Searching within Files

dcomit · Nov 3, 2005

I have three files which I need to merge into one. I need to read a unique id from the first file and then search the other two files for entries which match the unique id (they may or may not exist).

It works ok for the first record but goes haywire with subsequent records.

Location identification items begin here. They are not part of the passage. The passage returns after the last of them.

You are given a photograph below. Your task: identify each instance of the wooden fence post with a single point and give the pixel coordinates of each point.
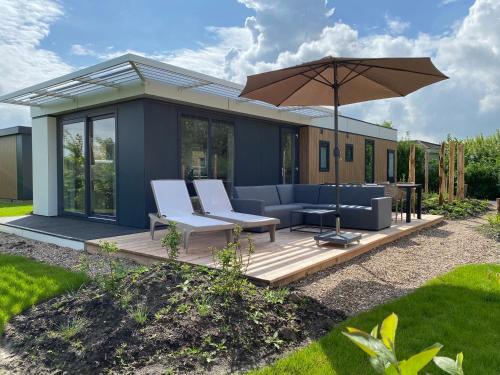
(426, 172)
(442, 175)
(460, 172)
(451, 173)
(411, 165)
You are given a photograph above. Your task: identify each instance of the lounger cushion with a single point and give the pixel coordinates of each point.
(286, 194)
(266, 193)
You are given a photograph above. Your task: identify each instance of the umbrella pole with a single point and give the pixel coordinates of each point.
(336, 151)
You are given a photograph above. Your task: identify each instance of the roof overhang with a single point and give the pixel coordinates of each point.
(131, 75)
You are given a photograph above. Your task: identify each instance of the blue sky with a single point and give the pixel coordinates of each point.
(230, 39)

Here is a fragment of my code:

. . open all files first
set str1 [read $hrs]
set str2 [read $hry]
# Read file rz line by line
while {[gets $hrz linrz] >=0} {
set rzid [lindex $linrz 0]
# Look for entries in file rs
set inds [string first $rzid $str1]
incr inds
seek $hrs $inds start
set anyrs [gets $hrs rsdata]
if {$anyrs <=0} {
set rsapp $sep$sep
} else {
set rsapp [lindex $rsdata 0]$sep[lindex $rsdata 5]$sep[lindex $rsdata 6]
}
# Look for entries in file ry
set indy [string first $rzid $str2]
incr indy
seek $hry $indy start
set anyry [gets $hry rydata]
if {$anyry <=0} {
set ryapp $sep$sep
} else {
set ryapp [lindex $rydata 0]$sep[lindex $rydata 4]$sep[lindex $rydata 5]
}
}

I would appreciate any help.
Thanks,
Dave

Bong · Nov 3, 2005

Well, here's what it appears to me you're doing:
. . open all files first
set str1 [read $hrs]
set str2 [read $hry]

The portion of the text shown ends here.